The researchers then tested the model with LiveMathBench (version 202505), a "clean" benchmark released after Qwen2.5. On this dataset, Qwen2.5's completion rate dropped to zero, matching Llama, and its answer accuracy fell to just two percent.
The likely reason is that Qwen2.5 was pre-trained on large online datasets, including GitHub repositories containing benchmark problems and their solutions. As a result, even random or incorrect reward signals during training could improve its results on MATH-500 because of its prior exposure to the data.

To address this, the team created the RandomCalculation dataset, containing fully synthetic arithmetic problems generated after Qwen2.5's release. On these new problems, Qwen2.5's accuracy declined as problem complexity increased. Only correct reward signals improved performance, while random rewards made training unstable and inverted rewards degraded math skills.

Controlled RLVR (Reinforcement Learning with Verifiable Rewards) experiments confirmed these results: only correct rewards led to stable improvement, while random or inverted rewards failed to boost performance or actively degraded it.
These findings call into question the idea that Qwen2.5's math abilities reflect real reasoning.
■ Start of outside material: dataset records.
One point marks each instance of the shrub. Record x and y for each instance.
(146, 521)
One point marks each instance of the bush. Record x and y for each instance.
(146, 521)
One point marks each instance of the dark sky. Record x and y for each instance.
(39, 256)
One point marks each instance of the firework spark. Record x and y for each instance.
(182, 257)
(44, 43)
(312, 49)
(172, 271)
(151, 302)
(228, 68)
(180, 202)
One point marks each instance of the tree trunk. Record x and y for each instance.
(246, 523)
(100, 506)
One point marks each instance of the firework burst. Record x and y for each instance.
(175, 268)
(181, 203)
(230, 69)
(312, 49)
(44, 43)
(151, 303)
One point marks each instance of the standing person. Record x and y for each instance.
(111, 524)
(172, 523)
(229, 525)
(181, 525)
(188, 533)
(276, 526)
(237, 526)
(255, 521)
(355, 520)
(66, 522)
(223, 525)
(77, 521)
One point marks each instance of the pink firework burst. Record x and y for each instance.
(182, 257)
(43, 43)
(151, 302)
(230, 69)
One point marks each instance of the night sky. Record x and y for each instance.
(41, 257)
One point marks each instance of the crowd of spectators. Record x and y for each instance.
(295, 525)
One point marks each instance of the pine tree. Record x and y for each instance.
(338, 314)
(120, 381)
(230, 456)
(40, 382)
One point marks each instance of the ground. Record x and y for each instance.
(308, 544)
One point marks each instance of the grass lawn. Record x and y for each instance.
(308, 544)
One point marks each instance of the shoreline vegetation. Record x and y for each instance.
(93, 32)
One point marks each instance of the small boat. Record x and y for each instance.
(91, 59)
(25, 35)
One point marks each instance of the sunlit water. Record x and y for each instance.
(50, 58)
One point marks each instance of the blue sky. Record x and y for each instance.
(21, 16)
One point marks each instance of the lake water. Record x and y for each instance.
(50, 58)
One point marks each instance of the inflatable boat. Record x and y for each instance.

Instead, the results show the model relies heavily on memorized data.
Alibaba launched Qwen2.5 in September 2024, followed by the Qwen3 series. Whether these findings also apply to Qwen3 remains to be seen.
The study's authors warn that contaminated benchmarks can lead to misleading conclusions about AI progress. They recommend future research rely on clean, uncontaminated benchmarks and evaluate multiple model series for more reliable results.
Benchmark gaming isn't new
The results highlight how difficult it is to separate true reasoning from memorization in large language models, and why rigorous, clean evaluation methods are essential for trustworthy AI research. Previous work has shown that benchmarks can be manipulated or "gamed."
For example, Meta submitted a version of Llama 4 specifically tuned to perform well on the LMArena benchmark by using customized response formats. Other studies show that models like Gemini 2.5 Pro and Claude 3.5 Sonnet can identify test scenarios with up to 95 percent accuracy and adjust their responses, raising even broader questions about the validity of current evaluation methods.